Степан вышел из института. Маляры кончали перекрашивать его в бледные серо-белые тона, более подходящие к институту благородных девиц, нежели к экономическому вузу. Глядя на высокие леса и маляров, покуривавших папиросы на подвязанных к крыше мостках, юноша невольно удивлялся мягким цветам, заменявшим резкие краски революции на домах, плакатах и обложках журналов, и вспомнил, как экзаменовавший его седой профессор свободно употреблял слово «товарищ», словно это слово никогда и не было для него символом насилия и разбоя, — он переварил его, сгладил на нём острые края и теперь выговаривал, не калеча им уст.
Юноша пошёл к Надийке, стараясь по дороге разобраться в своём недовольстве и унынии.
«Мне грустно, — думал он, — оттого, что я хочу видеть Надийку. И мне тяжело, потому что я полюбил её».

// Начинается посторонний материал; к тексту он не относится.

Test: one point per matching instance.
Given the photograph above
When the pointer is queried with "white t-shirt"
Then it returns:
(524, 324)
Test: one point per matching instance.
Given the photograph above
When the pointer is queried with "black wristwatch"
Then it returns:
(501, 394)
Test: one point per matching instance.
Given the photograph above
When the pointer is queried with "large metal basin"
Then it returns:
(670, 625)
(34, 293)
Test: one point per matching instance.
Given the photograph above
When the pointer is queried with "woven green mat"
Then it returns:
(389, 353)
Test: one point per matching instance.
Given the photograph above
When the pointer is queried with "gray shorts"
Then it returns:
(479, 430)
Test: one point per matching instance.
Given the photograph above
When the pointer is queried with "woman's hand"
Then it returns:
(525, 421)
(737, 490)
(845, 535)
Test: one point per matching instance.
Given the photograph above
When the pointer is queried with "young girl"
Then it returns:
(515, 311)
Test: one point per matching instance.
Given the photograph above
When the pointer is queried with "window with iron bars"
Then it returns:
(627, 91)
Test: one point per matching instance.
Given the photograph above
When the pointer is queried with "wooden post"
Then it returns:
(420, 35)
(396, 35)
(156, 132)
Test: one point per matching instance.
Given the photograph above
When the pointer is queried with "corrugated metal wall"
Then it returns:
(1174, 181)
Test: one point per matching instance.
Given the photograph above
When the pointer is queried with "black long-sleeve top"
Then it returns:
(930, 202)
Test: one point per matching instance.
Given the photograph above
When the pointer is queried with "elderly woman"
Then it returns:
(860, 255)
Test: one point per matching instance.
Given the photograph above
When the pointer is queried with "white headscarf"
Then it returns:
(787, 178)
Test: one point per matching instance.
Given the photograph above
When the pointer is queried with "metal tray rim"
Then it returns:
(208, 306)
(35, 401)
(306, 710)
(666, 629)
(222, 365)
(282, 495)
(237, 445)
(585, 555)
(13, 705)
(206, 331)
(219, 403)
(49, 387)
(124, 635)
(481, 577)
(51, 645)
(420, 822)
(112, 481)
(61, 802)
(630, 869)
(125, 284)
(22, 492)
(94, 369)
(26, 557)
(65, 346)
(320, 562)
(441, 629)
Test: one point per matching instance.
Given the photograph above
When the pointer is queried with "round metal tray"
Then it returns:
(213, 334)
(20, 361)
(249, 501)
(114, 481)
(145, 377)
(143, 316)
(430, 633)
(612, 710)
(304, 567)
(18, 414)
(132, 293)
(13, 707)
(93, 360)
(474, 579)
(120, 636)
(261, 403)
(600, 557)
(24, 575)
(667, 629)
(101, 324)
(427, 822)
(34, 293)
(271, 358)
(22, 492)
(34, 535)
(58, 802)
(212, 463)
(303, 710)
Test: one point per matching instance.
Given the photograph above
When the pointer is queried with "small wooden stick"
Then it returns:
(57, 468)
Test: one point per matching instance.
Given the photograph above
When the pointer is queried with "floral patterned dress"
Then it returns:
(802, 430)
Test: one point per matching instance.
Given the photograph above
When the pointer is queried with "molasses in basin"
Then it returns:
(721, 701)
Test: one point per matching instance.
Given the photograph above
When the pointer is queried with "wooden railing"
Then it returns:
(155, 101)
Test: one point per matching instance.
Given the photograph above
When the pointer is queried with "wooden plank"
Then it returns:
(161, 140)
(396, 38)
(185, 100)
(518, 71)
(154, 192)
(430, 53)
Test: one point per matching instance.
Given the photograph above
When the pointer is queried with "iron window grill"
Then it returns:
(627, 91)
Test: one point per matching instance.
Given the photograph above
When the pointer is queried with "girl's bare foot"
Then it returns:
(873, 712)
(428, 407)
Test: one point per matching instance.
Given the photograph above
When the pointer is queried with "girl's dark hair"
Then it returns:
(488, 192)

И снова её имя откликнулось счастливым, эхом из тёмных коридоров его мыслей. Она была для него солнцем, внезапно бросающим луч сквозь расщелины тучи; он беспрерывно терял её и снова находил.
В комнату он не хотел войти, хоть там была одна лишь Ганнуся, стучащая на машинке. Надийка повязалась косынкой, и они пошли в серые сумерки близкого вечера. Девушка тоже сдала экзамен в механический техникум и весело рассказывала Степану, что чуть-чуть не срезалась на политграмоте.
– …А он и спрашивает — курчавый такой, — что такое Совнарком? Совнарком и ВУЦИК я хорошо знаю. Совет Народных комиссаров, говорю и жду, — а что дальше спросит? А председатель Совнаркома кто у нас? А я же его хорошо знала, да сгоряча говорю: Чубатый. Так все и покатились. А он — Чубарь!
Степан радостно улыбнулся.
— Надийка, как хорошо, что мы вдвоём! — промолвил он.
Она бросила на него пламенный взгляд, который манит и обещает тем больше, чем он невиннее. Любовь звенела в каждой ноте её возбуждённого смеха. Занятия начнутся у неё через неделю, и она должна была съездить домой за оставленными вещами и продуктами. Узнав, что у него тоже целая неделя свободна, она предложила:
— Едем вместе. Я буду выходить к тебе под вербы, что возле нашего огорода.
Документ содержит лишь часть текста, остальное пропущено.